Night Droppings Come to the Rescue


    One morning my American Chinchilla doe refused her favorite wheat grass fodder. She didn’t move from the corner of her cage.

    Something is definitely wrong, I thought.

    Every couple of hours, I went and looked: Her body was colder to the touch than usual. She hunched up in the corner and looked in pain. She showed no interests in hay, straw, pellets, fodder or water. No urine or droppings were seen at all in the dropping pan.

    I decided that GI stasis was “in progress”.

    After consulting my trusted “rabbit expert” and much reading, I decided against antibiotics and waited patiently until 1am.*

    Like a thief in the night, I wore my headlamp and walked into the bedroom-transformed-to-rabbit-residence. Opening the cage door of my healthiest New Zealand White buck, I scooped up a few of his a-bunch-of-grapes-look-alike cecotropes (night droppings) and then offered them to the sick doe.

    To my utmost surprise, she gobbled them up in what felt like a split second, right off my hand. A few minutes afterwards, she took a drink of water and started munching on some hay.

    Encouraged, I did this every hour or so for the rest of the night.

    The very next morning, she produced some irregularly shaped small droppings and a “healthy” amount of pee. Her body temperature seemed back to “normal”.

    Becoming the regular rabbit-poop-thief, I raided all the “grapes bunches” I could find the next couple of nights from my NZW buck’s cage and hand-fed them to the doe.

    On the third morning, she produced some healthy looking droppings and reverted back to her jumping-around-hay-munching-social-self.

    Cecotropes came to the rescue indeed.

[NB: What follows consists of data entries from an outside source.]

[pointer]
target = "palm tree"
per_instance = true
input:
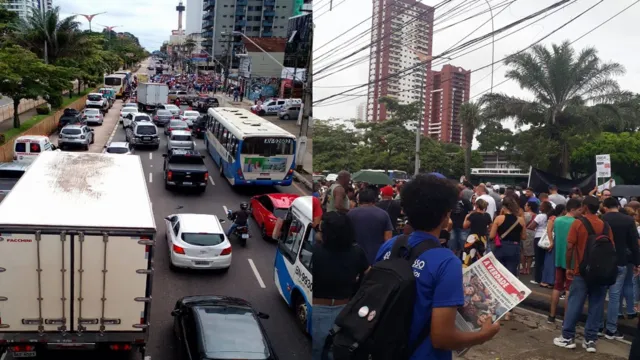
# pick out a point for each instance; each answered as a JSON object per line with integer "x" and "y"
{"x": 471, "y": 118}
{"x": 570, "y": 92}
{"x": 61, "y": 37}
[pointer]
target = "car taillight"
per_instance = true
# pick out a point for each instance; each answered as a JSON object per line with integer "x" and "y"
{"x": 178, "y": 250}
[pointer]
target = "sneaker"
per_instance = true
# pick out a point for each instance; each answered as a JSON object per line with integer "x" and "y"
{"x": 590, "y": 346}
{"x": 565, "y": 343}
{"x": 613, "y": 335}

    Not sure if my American chin doe is “polite enough” to say a big “thank you” to the NZW buck for saving her life – perhaps the next step is to send her to an old English public boarding school…. 🙂

    The experience reminded me of a paper I read a few years back about fecal microbiota transplant.**

    “I’d have trouble eating poop”, my friend Olivia voiced.

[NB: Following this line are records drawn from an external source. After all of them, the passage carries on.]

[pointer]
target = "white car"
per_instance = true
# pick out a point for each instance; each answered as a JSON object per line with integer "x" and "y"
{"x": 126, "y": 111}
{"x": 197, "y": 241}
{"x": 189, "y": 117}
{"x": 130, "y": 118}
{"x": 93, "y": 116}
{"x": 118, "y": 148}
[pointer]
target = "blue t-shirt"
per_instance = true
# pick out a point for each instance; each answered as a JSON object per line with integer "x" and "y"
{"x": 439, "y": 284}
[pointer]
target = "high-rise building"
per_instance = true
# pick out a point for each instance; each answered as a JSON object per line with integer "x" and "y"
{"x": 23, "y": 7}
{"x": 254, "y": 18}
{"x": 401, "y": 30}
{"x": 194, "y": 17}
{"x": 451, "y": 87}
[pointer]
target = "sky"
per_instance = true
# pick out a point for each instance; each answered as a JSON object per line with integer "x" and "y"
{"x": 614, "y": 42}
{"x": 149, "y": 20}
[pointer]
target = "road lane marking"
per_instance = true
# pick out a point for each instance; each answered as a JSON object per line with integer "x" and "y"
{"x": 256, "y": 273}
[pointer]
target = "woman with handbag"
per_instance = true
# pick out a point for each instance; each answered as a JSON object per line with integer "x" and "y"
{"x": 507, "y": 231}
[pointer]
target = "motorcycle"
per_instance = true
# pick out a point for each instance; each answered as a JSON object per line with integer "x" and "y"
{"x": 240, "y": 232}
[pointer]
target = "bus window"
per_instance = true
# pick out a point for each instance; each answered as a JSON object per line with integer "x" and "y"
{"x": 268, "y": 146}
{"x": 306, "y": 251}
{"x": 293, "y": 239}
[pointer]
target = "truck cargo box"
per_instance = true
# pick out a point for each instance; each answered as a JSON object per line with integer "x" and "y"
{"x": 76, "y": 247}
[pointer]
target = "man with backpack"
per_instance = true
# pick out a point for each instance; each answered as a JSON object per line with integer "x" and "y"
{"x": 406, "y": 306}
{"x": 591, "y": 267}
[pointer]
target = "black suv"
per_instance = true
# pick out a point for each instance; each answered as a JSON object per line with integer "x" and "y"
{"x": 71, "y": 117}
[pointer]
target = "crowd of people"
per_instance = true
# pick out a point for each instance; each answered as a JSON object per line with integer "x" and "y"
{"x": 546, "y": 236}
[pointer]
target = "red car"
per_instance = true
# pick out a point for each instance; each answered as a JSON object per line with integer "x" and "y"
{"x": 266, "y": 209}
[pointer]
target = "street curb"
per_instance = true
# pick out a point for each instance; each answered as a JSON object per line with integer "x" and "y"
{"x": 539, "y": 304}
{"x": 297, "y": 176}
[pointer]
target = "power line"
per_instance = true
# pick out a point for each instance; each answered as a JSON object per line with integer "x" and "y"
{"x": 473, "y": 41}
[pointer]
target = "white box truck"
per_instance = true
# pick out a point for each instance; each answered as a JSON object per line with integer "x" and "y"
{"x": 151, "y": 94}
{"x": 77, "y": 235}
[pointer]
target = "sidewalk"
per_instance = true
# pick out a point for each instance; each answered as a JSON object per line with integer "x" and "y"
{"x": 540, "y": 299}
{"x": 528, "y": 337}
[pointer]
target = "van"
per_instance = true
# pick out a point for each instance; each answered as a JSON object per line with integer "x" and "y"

    “If it’s the most effective treatment for your fatal disease, then you pinch your nose and swallow!” I inserted.

    But of course, it wouldn’t have to come to that with humans. Most of the time, it will be done with colonoscopy, endoscopy, sigmoidoscopy or enema. My friend and all other “precious” humanoids will be “safe”.

    On the other hand, my sick doe didn’t hesitate for a moment: injecting night droppings was a natural thing to do. This is why I was warned by the research literature that cecotropes may be difficult to obtain – the researchers didn’t know I was a stealthy “poop thief” and on first name basis with my NZW buck. 🙂

    Once again, humans may need to learn a thing or two from other species.